Estimado señor
Imagino que después de
mi aparición el domingo en misa mayor habrá llegado a sus oídos que la hija de
los marqueses ha regresado del exterior. Con esa certeza, le escribo esta carta
con objeto de proponerle un negocio que, debido a la delicadeza de su
naturaleza, es imposible tratarlo en público. Ni la Sala de Fumadores del
Casino ni la reunión de las Damas Notables son el lugar apropiado para hacerlo.

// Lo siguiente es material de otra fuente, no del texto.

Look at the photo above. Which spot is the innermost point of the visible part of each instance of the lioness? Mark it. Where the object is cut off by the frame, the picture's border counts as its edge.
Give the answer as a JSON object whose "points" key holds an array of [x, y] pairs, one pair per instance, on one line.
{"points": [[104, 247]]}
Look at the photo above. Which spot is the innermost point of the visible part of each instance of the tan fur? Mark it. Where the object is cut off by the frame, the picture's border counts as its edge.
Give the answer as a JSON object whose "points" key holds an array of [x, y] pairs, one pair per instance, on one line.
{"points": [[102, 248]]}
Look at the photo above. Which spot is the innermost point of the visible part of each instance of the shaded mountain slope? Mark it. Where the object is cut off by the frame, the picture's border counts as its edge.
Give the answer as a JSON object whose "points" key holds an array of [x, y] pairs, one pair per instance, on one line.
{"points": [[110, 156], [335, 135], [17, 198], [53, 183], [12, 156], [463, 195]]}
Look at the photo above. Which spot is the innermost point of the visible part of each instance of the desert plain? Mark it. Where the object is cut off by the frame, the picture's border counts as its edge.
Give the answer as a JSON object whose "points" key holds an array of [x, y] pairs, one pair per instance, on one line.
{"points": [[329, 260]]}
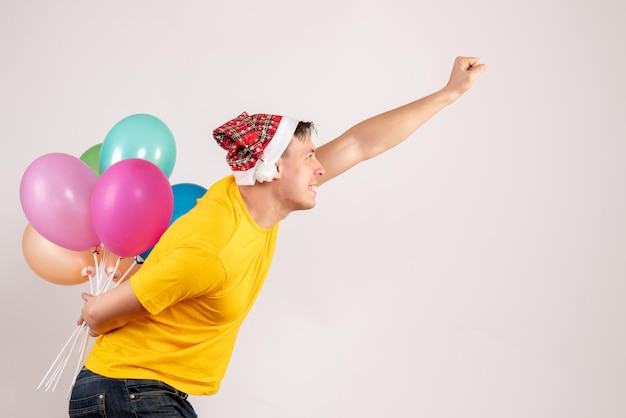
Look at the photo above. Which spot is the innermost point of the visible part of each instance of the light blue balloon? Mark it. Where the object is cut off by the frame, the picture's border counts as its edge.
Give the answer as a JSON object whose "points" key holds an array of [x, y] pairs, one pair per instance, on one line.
{"points": [[139, 136], [185, 197]]}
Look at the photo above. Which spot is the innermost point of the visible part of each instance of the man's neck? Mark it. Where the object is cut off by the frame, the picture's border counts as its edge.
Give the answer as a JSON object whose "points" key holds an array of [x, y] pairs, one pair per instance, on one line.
{"points": [[261, 204]]}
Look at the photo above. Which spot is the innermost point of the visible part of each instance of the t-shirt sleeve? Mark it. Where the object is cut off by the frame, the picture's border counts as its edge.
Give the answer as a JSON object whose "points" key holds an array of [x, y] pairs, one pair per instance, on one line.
{"points": [[188, 271]]}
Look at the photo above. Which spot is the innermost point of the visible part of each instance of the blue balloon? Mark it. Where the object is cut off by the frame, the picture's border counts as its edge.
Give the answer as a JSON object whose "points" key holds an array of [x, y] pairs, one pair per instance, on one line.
{"points": [[139, 136], [185, 198]]}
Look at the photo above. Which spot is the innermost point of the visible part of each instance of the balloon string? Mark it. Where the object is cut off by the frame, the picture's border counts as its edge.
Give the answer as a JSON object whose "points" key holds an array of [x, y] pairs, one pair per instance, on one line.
{"points": [[81, 361], [110, 277], [128, 270]]}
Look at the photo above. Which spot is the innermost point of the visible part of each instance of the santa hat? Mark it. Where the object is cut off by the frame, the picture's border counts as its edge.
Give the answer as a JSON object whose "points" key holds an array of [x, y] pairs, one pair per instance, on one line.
{"points": [[254, 144]]}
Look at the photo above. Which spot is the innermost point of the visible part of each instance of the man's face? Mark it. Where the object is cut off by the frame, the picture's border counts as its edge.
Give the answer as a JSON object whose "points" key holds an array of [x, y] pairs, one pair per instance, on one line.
{"points": [[299, 172]]}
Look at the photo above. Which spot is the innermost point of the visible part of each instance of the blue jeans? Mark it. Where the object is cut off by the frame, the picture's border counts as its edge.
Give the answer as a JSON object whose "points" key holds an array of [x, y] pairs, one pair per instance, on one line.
{"points": [[97, 396]]}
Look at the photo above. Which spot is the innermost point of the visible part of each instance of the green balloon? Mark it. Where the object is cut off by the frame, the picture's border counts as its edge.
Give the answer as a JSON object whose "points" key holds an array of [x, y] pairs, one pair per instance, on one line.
{"points": [[92, 158]]}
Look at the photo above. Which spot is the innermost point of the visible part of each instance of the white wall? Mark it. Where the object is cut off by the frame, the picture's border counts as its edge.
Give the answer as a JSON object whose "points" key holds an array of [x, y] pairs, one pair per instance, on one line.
{"points": [[477, 270]]}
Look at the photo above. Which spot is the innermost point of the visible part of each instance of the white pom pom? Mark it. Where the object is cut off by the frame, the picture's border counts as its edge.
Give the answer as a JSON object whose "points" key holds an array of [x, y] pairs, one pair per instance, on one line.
{"points": [[264, 171]]}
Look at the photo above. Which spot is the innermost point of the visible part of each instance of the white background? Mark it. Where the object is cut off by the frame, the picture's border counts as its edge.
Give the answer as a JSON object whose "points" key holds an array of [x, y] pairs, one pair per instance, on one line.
{"points": [[476, 270]]}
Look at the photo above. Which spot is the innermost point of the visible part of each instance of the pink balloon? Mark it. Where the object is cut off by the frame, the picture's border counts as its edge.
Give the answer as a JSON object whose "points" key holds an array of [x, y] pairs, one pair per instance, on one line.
{"points": [[131, 206], [55, 193]]}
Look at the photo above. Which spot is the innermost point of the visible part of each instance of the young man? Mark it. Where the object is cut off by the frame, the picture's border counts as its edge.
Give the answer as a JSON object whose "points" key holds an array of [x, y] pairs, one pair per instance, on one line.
{"points": [[171, 328]]}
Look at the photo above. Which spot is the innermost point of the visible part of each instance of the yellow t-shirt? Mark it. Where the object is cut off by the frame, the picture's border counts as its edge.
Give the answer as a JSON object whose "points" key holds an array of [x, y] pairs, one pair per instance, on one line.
{"points": [[198, 284]]}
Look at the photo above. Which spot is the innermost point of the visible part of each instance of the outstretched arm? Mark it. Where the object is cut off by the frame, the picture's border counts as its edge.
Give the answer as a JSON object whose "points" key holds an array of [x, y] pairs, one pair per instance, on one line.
{"points": [[377, 134]]}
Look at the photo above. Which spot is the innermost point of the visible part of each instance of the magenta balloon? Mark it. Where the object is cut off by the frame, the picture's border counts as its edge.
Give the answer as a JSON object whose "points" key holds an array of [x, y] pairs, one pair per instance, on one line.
{"points": [[55, 193], [131, 206]]}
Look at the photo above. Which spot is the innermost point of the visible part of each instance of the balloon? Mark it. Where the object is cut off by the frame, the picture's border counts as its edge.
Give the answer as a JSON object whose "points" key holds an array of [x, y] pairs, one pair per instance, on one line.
{"points": [[55, 193], [59, 265], [53, 263], [131, 206], [92, 158], [139, 136], [185, 197]]}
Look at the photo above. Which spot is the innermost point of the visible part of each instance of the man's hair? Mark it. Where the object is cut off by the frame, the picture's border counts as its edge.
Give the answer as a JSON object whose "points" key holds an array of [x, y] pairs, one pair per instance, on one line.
{"points": [[304, 130]]}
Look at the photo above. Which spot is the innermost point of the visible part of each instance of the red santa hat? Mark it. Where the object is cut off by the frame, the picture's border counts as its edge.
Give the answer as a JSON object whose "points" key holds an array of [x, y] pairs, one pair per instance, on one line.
{"points": [[254, 144]]}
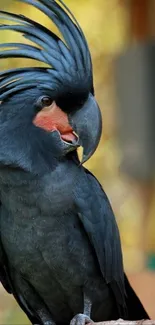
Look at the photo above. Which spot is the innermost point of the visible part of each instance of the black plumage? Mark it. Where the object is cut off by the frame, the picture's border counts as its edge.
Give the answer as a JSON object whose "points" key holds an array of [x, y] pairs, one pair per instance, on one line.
{"points": [[60, 247]]}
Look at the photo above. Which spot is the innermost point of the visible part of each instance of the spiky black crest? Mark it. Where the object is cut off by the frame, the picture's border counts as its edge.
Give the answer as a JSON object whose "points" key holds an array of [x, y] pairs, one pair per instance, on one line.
{"points": [[70, 67]]}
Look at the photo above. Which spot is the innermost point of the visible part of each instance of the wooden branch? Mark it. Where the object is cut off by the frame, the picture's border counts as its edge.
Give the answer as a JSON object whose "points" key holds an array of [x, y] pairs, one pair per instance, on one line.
{"points": [[126, 322]]}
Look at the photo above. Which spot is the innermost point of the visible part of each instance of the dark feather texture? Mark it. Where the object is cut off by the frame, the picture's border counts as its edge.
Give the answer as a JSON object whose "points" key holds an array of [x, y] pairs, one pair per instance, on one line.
{"points": [[65, 59], [60, 251]]}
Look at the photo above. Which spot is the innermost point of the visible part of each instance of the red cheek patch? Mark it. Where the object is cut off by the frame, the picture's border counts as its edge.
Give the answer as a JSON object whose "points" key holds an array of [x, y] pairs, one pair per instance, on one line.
{"points": [[53, 118]]}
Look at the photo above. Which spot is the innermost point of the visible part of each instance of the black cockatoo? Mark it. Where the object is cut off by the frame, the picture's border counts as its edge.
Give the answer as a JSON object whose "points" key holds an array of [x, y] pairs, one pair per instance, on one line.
{"points": [[60, 252]]}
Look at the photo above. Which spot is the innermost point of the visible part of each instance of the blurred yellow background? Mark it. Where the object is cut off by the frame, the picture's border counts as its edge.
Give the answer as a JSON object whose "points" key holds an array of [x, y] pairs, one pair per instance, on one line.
{"points": [[106, 25]]}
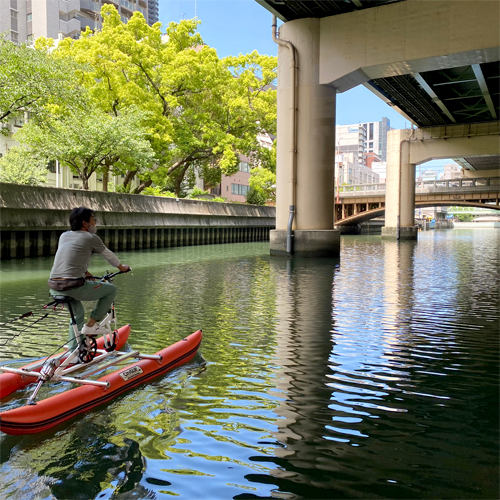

Demasiados oídos atentos a las transacciones de dos buenos cristianos. Con la
confianza de que escuchará mejor lo que tengo que decirle si lo expongo por
este medio, paso pues a referírselo sin más demora.
Usted mejor que nadie
sabe que la fábrica de conservas que mi abuelo, al que Dios tenga en la Gloria,
fundó en el año mil ochocientos setenta y siete hace muchos años que permanece
cerrada a la espera de que alguien se haga cargo de ella. Yo, como única
heredera de la fortuna de los Landaida, debía ser la persona encargada de
hacerlo, pero, por suerte o por desgracia, la larga y agónica enfermedad a la
que se ha visto postrado mi esposo durante los últimos cinco años me ha
impedido regresar antes de Inglaterra para atender las obligaciones con mi
familia.
Libre ya del deber
marital, me propongo iniciar una nueva etapa como empresaria de Enlatados
Landaida. No tengo que exponerle a usted la situación tan penosa en la que se
encuentra la empresa. Mi padre, en su afán por sacar adelante el legado
familiar, invirtió en ella todo lo que poseía. En vano fue, puesto que todo se
perdió a pesar de sus esfuerzos. Sin embargo, la factoría sigue en pie, y la
maquinaria dentro. Con el dinero que obtuve de la venta de mi palacete de
Cambridge, tengo apalabrados quinientos ejemplares de bonito de las capturas de
la próxima campaña. Solo hay una cosa que me falta conseguir y son los
operarios. Para esto acudo a usted: le pido fervientemente que me provea de
veinte mujeres de las que trabajan en sus naves. Nada tengo que ofrecerle sino
a mí misma. Mis mejillas arden al escribir estas palabras, pero solo pueden ser
dichas con la crudeza que merecen: yo soy la moneda de cambio.
Espero que estudie mi
solicitud y mi oferta con la seriedad con las que están hechas. Le ruego guarde
la máxima prudencia sobre el contenido de esta carta; ni usted ni yo merecemos
ser el asunto principal de las conversaciones del próximo domingo a los pies de
la escalinata del templo.
Con toda mi gratitud a
su discreción, se despide atentamente,
Olga
María Landaida, vda. de Bruckling
Estimada Srta. Olga:
Permítame indicarle que
no he podido atender su petición a pesar de que usted me lo exponía en su
misiva tan educadamente.
Como usted bien conoce,
no acostumbro a frecuentar los dominios del padre Anselmo ya que mis ideas
políticas y opiniones religiosas así me lo demandan. Sin embargo, la sacristía
parroquial no dispone aún de teléfono, ese nuevo invento tan en boga en estos
últimos tiempos, y no me ha quedado más remedio que acudir a la iglesia. El
cura la tuvo presente a usted en los más de ciento cincuenta santos y señas que
debió de hacer en el tiempo que tardé para exponerle la situación. Me temo que
este domingo su nombre y el mío estarán en boca de todos los ciudadanos de la
villa, puesto que constan ya clavados en la puerta.
Sin más dilación me
despido no sin antes rogarle que en adelante, y para cualquier correspondencia
sobre su particular o sobre Enlatados Landaida, utilice el nuevo nombre de Olga
María Landaida, sra. de Damián Márquez.